The second moment that stands out was a standing ovation at the American Heart Association in November 2001, two months after the terrible events of September 2001. There was a gloomy atmosphere and a metal gate at the entrance of the main arena, but my speech was full of enthusiasm, optimism and novelty in the field of cardiology, which is probably what triggered a standing ovation. First, I thought that it was a manifestation of some individual action – but then I thought perhaps that if only the people on my right were standing up, it was because there was a leak in the plumbing and they’d just realised their feet were in water. It was only when I saw the Dutch attendees standing up that I realised it was a standing ovation.
Finally, I received a career achievement award from the American College of Cardiology, as well as the gold medal of the European Society of Cardiology. I received the latter jointly with Dr Pedro Brugada – we both became professors of cardiology in 1988 – and it was a huge ceremony in a big cathedral. There were no slides; from behind the lectern it felt rather like talking as a priest.

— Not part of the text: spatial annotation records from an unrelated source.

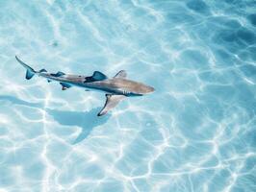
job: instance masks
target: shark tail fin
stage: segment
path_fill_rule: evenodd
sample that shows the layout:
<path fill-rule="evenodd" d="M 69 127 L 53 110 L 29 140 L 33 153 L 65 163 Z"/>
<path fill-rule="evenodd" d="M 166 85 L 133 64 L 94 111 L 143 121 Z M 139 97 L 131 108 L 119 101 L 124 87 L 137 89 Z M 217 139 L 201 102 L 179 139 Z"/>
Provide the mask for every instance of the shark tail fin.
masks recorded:
<path fill-rule="evenodd" d="M 15 56 L 15 59 L 25 69 L 27 69 L 26 79 L 30 80 L 31 78 L 33 78 L 33 76 L 37 73 L 37 71 L 35 71 L 33 68 L 31 68 L 25 62 L 23 62 L 21 60 L 19 60 L 16 56 Z"/>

In terms of my work, I have good memories of the first streptokinase intracoronary, the first bare metal stent, the first drug-eluting stent and the first valve implantation. Those are things that you cannot forget.
Reflecting on the future
I think future of cardiology will turn out to be, as usual, unexpected. Over my career, I’ve constantly been surprised by the direction it has taken. There has been tremendous competition between device and pharma over the past 50 years and I am sure that nanotechnology, gene therapies and artificial intelligence will play a major role in the future. By 2025, computers will have the capacity of the human brain; big data is coming very quickly, and advances in imaging and holograms will quickly appear and lead to a rapid pace of change in our practice.

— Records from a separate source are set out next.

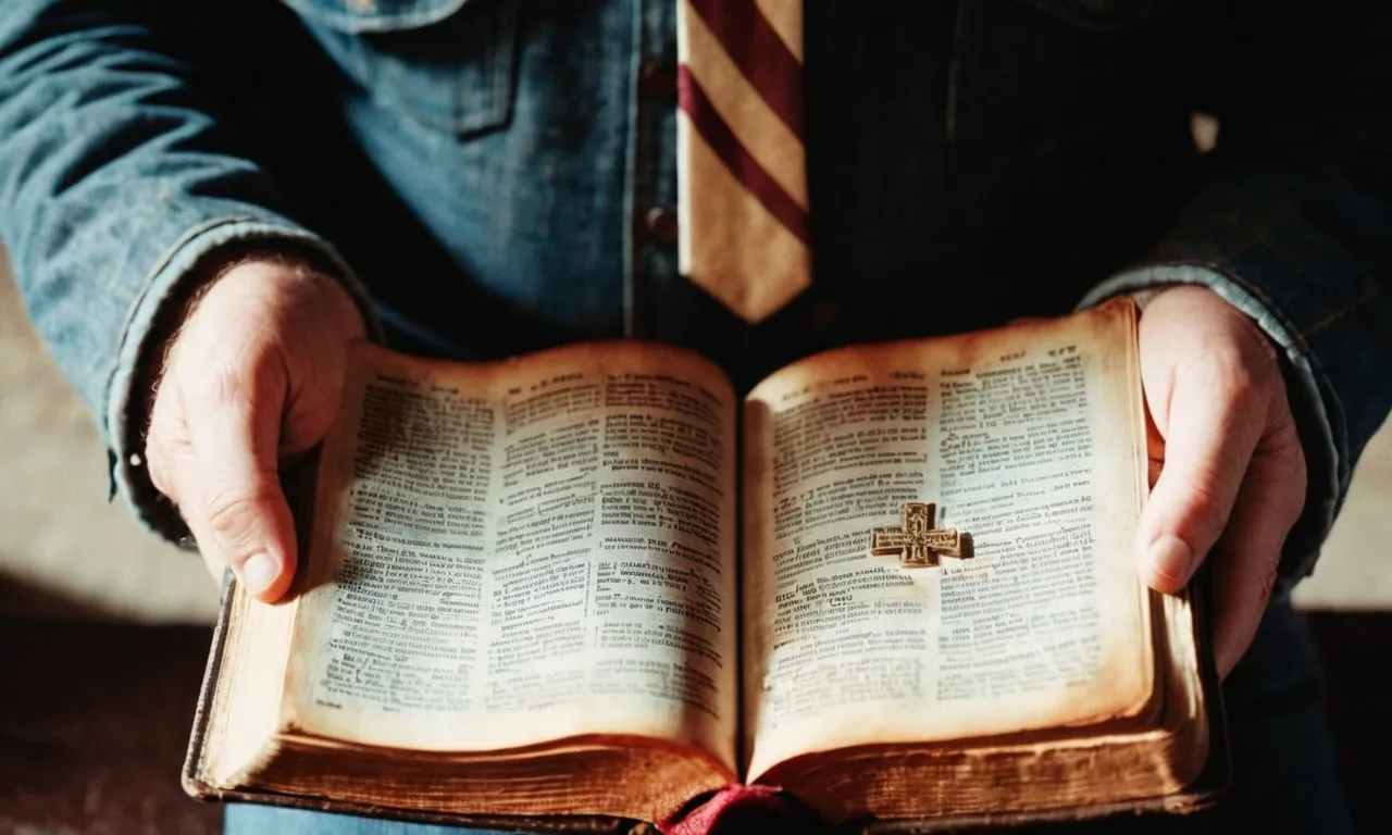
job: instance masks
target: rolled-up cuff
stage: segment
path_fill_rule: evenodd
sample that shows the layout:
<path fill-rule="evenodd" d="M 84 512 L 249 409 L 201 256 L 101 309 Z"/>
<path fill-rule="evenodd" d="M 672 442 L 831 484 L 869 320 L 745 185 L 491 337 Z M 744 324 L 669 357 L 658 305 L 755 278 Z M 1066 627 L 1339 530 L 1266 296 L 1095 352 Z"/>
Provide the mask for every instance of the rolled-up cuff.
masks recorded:
<path fill-rule="evenodd" d="M 1154 264 L 1122 273 L 1094 287 L 1083 296 L 1079 308 L 1090 308 L 1122 294 L 1176 284 L 1193 284 L 1214 291 L 1242 310 L 1282 349 L 1285 362 L 1281 367 L 1286 380 L 1286 397 L 1300 433 L 1307 473 L 1304 509 L 1286 537 L 1281 557 L 1281 579 L 1286 584 L 1293 584 L 1314 571 L 1320 547 L 1334 526 L 1335 512 L 1342 501 L 1334 429 L 1302 341 L 1281 323 L 1274 310 L 1240 284 L 1217 270 L 1193 264 Z"/>
<path fill-rule="evenodd" d="M 352 295 L 372 338 L 381 341 L 381 324 L 367 291 L 338 250 L 312 232 L 273 214 L 219 217 L 184 232 L 150 269 L 129 308 L 106 391 L 104 416 L 111 498 L 120 494 L 143 526 L 174 541 L 185 537 L 187 529 L 174 505 L 155 488 L 145 466 L 146 363 L 159 356 L 159 342 L 168 335 L 160 324 L 170 319 L 171 306 L 188 298 L 191 285 L 203 276 L 200 267 L 219 250 L 248 244 L 313 253 Z"/>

I would tell others that the first step when you try to introduce something new is to be aware that medicine is terribly difficult and has immense ethical issues.
I will never forget the extraordinary dialogue with the patient that precedes the first in man. The patient must trust you. It is a frightening moral responsibility for you, when you treat the first patient, the first 10, the first 1,000 – before finally you have millions of people benefiting from something that you have introduced, such as a stent, a drug-eluting stent or a valve.
It is important to be curious. Don’t look at the past – try to guess the future. Be open to novelty. Keep thinking that, at the very end, whatever the discovery is, it has to be potentially beneficial to your father, your brother, your mother and your sister, and to basically every patient around the world.